How To Live with Your Boyfriend
I've lived with other people. My first year of college I had a roommate and seven suitemates, in my second year of college I shared a closet-sized room with the nicest girl ever, and my final year of college I got an apartment with one of my best friends.
But then I lived alone for a year, and I ended up LOVING it. I got to be very selfish and live exactly the way I wanted with nobody to answer to. Alas, that couldn't last forever, and I moved in with my boyfriend about six months ago. Nobody tells you that living with your romantic partner is a hell of a lot different than just living with a roommate.
When you live with a roommate you basically just live separate lives within a common space. Of course, you hang out, divide some chores, and lay some ground rules to keep the peace, but you don't create a life together. So since living with my boyfriend, I've learned quite a few things:
We have different levels of cleanliness. It's not like one of us is a neat freak and the other is a slob, but we both have our quirks and we had to reconcile those so as not to drive the other up a wall. For example, Michael HATES when the dish soap sits on the counter, it HAS to be put away. And I can't stand leaving dishes in the sink overnight so everything has to be washed before I go to bed no matter who got it dirty. Once we figured out these differences, we have both made an effort to accommodate the other. They aren't big things, they are just different habits to make.
Next set of rules I noticed were boundaries, or in our case, the lack thereof. However, it did dawn on me that other couples might have stronger senses of shame so this is a crucial one to figure out. For example, for us, it's not an issue for both of us to be in the bathroom getting ready at the same time, or if someone is showering and someone is going to the bathroom it's fine. On the other hand, we both usually prefer to take phone calls privately so we'll go to a separate room and close the door. Or if I'm taking a bath, I prefer solitude. Knocking is preferred in cases like those but figuring out when you need some privacy, in general, will be a big deal when cohabitating.
In the same vein, it was SUPER important for us to figure out how to give each other enough alone time. I, especially, need a lot of alone time and being able to communicate was a struggle at first because I would feel guilty for asking for time by myself when I had just spent the whole week travelling for work or something. We had many a discussion about this and basically, as long as we're super transparent about what either of us is feeling, we are good to go. And when I say transparent I mean 'Hey, I need about three hours of alone time today'. It may sound clinical, but it does the trick.
A smaller, but surprisingly significant part of living together is splitting up chores. With roommates, it's pretty easy because you basically just look after your own shit and spend a day every two weeks cleaning the whole apartment. With a significant other, you share all of those responsibilities and the problems arise when one person feels like they do more than the other. To avoid this, we found it was helpful to have our own 'jobs'. For instance, when I'm home, I pretty much always am responsible for the laundry. Michael handles the dishwasher. I clean the bathrooms, and he cleans the floors and kitchen (don't feel bad for me, I HATE mopping so much more than scrubbing toilets). If I cook, Michael cleans up and vice versa. If we both do our jobs, neither one of us feels like we're stuck with all the housework.

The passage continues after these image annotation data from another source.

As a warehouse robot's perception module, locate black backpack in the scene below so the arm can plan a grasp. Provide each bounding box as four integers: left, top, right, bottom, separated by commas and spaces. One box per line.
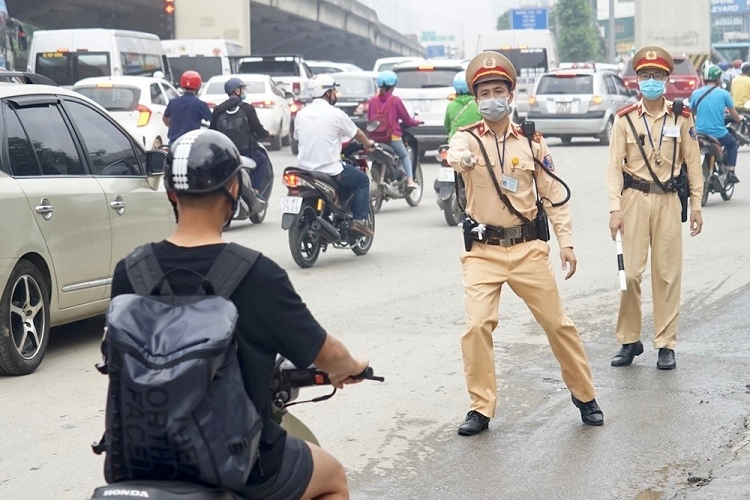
216, 102, 254, 155
94, 243, 262, 490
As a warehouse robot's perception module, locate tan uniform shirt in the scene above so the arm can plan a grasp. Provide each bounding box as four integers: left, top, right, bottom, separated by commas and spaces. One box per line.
448, 121, 573, 248
607, 99, 703, 212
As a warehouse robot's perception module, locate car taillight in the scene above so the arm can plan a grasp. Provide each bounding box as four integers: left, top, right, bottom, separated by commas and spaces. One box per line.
135, 104, 151, 127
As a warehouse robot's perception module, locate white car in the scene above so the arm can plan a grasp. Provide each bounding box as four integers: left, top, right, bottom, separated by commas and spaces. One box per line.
198, 74, 292, 151
307, 61, 362, 75
73, 76, 179, 149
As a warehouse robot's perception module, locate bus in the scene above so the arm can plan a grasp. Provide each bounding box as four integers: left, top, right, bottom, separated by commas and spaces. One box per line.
28, 29, 173, 87
161, 39, 245, 82
477, 30, 560, 119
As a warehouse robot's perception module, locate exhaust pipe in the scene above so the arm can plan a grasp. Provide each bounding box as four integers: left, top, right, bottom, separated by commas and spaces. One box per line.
310, 216, 341, 241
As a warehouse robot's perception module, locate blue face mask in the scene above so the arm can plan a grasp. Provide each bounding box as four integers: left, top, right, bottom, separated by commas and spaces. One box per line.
638, 78, 667, 101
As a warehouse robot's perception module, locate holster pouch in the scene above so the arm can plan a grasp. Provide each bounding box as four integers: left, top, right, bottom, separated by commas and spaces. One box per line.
534, 201, 550, 241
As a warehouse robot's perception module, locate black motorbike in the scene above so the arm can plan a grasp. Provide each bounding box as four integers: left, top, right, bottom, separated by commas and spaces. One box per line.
279, 142, 375, 268
698, 128, 737, 206
90, 356, 385, 500
435, 145, 466, 226
367, 122, 424, 213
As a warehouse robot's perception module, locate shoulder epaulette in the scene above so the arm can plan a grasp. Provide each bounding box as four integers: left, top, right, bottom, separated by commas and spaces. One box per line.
458, 120, 484, 132
617, 103, 638, 116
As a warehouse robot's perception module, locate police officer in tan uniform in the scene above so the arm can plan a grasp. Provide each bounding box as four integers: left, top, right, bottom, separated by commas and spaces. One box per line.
607, 45, 703, 370
448, 52, 604, 435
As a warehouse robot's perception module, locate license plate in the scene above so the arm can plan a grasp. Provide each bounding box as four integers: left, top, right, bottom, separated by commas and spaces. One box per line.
438, 167, 455, 182
555, 102, 570, 113
279, 196, 302, 214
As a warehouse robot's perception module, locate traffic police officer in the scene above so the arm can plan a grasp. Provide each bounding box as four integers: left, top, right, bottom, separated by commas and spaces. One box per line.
448, 52, 604, 435
607, 45, 703, 370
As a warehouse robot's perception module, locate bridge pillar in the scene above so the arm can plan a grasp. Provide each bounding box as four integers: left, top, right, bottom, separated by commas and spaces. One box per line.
175, 0, 252, 54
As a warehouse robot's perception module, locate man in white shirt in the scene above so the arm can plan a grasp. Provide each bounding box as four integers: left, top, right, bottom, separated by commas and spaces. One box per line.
294, 74, 374, 236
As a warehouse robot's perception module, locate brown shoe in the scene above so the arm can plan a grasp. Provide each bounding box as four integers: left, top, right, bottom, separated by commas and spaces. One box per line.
350, 220, 375, 238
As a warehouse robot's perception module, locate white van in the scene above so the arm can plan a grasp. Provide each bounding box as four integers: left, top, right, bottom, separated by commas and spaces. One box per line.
161, 39, 245, 82
477, 30, 560, 119
28, 29, 172, 87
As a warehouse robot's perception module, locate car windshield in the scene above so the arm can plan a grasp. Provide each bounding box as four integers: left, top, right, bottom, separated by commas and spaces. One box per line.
239, 58, 300, 76
622, 59, 697, 76
75, 86, 141, 111
169, 57, 222, 82
336, 74, 375, 97
396, 68, 461, 89
204, 80, 266, 95
536, 75, 594, 95
36, 52, 112, 86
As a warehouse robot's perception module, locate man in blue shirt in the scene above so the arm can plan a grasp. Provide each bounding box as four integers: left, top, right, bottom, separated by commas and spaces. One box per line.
163, 71, 211, 143
690, 65, 742, 184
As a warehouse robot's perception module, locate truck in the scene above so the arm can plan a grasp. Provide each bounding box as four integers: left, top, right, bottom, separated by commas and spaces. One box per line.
634, 0, 711, 72
477, 30, 560, 121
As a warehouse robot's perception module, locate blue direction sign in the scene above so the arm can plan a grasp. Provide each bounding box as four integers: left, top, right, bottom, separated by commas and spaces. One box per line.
510, 9, 549, 30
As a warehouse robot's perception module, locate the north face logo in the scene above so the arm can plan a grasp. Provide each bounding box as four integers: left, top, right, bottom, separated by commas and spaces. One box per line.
104, 490, 151, 498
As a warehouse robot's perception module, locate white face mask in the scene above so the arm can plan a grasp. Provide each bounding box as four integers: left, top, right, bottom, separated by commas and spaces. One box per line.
479, 97, 510, 122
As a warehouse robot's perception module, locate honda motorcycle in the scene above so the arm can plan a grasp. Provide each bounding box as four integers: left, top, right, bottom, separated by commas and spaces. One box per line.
90, 356, 385, 500
698, 129, 736, 206
279, 142, 375, 268
367, 121, 424, 213
435, 145, 466, 226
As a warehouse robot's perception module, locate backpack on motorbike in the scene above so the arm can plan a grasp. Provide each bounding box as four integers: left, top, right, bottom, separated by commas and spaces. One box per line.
94, 243, 262, 491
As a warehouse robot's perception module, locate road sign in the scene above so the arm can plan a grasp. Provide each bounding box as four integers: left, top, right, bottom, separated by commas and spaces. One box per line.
510, 9, 549, 30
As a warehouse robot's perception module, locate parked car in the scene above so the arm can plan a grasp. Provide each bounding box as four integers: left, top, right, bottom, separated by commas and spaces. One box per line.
334, 71, 378, 130
622, 56, 703, 101
527, 69, 635, 145
73, 76, 178, 149
307, 61, 362, 75
0, 78, 174, 375
198, 75, 292, 151
393, 60, 464, 157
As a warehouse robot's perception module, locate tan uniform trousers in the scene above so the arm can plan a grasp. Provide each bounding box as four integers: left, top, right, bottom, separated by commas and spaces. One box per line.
461, 240, 596, 417
617, 189, 682, 349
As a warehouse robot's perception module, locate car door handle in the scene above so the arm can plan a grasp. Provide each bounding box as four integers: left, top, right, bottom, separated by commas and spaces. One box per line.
35, 198, 55, 220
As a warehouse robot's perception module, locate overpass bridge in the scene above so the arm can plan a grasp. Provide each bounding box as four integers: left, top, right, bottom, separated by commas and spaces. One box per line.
6, 0, 425, 68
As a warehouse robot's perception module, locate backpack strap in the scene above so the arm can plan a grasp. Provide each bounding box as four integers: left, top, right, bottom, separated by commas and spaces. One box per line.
125, 243, 172, 296
206, 243, 261, 299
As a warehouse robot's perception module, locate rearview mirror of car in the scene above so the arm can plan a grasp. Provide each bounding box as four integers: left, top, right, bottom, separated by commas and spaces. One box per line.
146, 150, 167, 175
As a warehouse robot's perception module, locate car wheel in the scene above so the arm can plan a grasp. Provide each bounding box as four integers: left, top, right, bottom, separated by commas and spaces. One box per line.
0, 260, 50, 375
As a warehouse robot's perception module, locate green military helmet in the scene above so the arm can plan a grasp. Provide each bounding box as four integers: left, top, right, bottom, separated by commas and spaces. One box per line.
703, 64, 722, 82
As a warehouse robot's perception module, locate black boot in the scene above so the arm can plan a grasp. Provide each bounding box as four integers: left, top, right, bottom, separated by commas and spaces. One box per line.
610, 340, 643, 366
458, 410, 490, 436
656, 347, 677, 370
570, 394, 604, 425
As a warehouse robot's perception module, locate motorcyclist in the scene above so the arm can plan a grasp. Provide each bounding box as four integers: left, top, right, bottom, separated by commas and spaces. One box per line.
690, 64, 742, 184
209, 77, 273, 196
112, 130, 368, 499
367, 71, 422, 189
294, 74, 374, 236
444, 71, 482, 140
162, 71, 211, 144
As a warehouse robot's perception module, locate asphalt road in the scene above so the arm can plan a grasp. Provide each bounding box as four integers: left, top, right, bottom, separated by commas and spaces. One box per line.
0, 140, 750, 500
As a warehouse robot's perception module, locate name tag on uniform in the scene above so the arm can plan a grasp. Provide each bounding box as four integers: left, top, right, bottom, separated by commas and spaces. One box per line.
664, 125, 680, 137
501, 175, 518, 193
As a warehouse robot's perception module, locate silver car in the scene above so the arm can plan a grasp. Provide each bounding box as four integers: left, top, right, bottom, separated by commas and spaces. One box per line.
527, 69, 637, 145
0, 83, 174, 375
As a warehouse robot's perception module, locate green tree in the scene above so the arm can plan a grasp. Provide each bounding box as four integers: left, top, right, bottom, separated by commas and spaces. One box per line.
553, 0, 604, 62
497, 10, 510, 30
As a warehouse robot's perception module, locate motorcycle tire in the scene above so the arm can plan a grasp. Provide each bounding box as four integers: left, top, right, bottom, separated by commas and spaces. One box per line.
443, 193, 461, 227
289, 203, 323, 269
406, 163, 424, 207
352, 207, 375, 255
370, 163, 385, 214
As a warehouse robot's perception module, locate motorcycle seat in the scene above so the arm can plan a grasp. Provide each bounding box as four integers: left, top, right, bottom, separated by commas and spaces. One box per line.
284, 167, 339, 189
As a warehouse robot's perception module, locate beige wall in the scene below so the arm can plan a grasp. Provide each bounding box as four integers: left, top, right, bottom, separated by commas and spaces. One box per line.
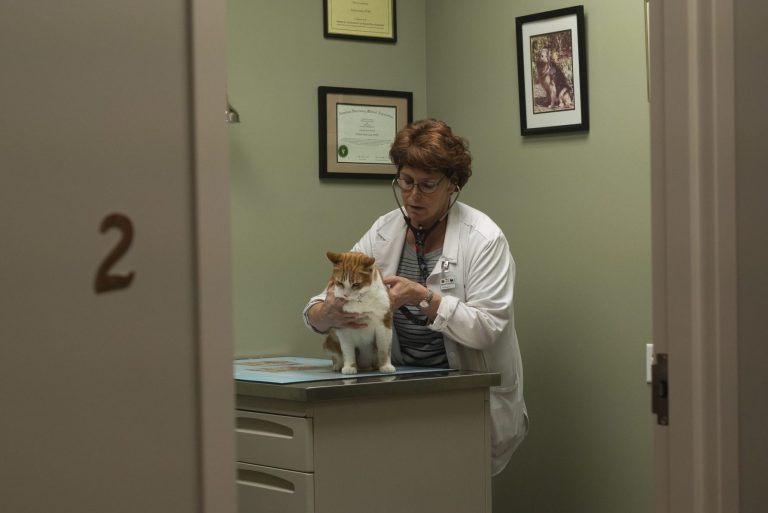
228, 0, 652, 513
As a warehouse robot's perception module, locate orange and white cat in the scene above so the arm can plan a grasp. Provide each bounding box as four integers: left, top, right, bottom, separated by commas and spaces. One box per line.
323, 251, 395, 374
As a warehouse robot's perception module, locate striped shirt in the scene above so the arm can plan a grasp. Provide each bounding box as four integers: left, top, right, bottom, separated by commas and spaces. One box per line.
394, 243, 448, 367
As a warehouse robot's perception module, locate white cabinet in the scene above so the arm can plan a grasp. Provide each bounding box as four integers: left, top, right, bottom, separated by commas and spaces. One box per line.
236, 373, 498, 513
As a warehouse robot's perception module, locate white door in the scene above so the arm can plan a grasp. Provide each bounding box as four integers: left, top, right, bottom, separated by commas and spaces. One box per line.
0, 0, 235, 513
650, 0, 740, 513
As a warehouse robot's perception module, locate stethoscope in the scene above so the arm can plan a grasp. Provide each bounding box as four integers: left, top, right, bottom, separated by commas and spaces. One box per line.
392, 177, 461, 250
392, 177, 461, 326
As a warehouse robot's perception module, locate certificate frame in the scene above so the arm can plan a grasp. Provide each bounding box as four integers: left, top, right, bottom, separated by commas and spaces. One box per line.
515, 5, 589, 136
317, 86, 413, 180
323, 0, 397, 43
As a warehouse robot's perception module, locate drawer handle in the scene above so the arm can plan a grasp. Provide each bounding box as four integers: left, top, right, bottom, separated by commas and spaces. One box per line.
237, 417, 293, 438
237, 469, 296, 493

Last but not least: you can't hide your gross parts anymore. If one of you is sick, you both are living with it. On the bright side, this means you always have someone to take care of you or help you out. If you've got a cold, the other can pick up some medicine. If you've got a horrible kink in your neck, the other can try and massage it out. And if you've got a weird bump on your back, the other can check for skin cancer. The point is, my relationship has lost any sense of glamour it may have once had because we're both comfortable enough to show each other our uncomfortable sides.
To me, living together is one of the potential biggest hurdles in a long-term relationship. I mean, if you can't cohabitate, good luck making it for the long haul. There have definitely been annoyances, fights, and teary discussions trying to figure all this stuff out. But despite the bad, and the ugly, moving in with my boyfriend was one of the best decisions.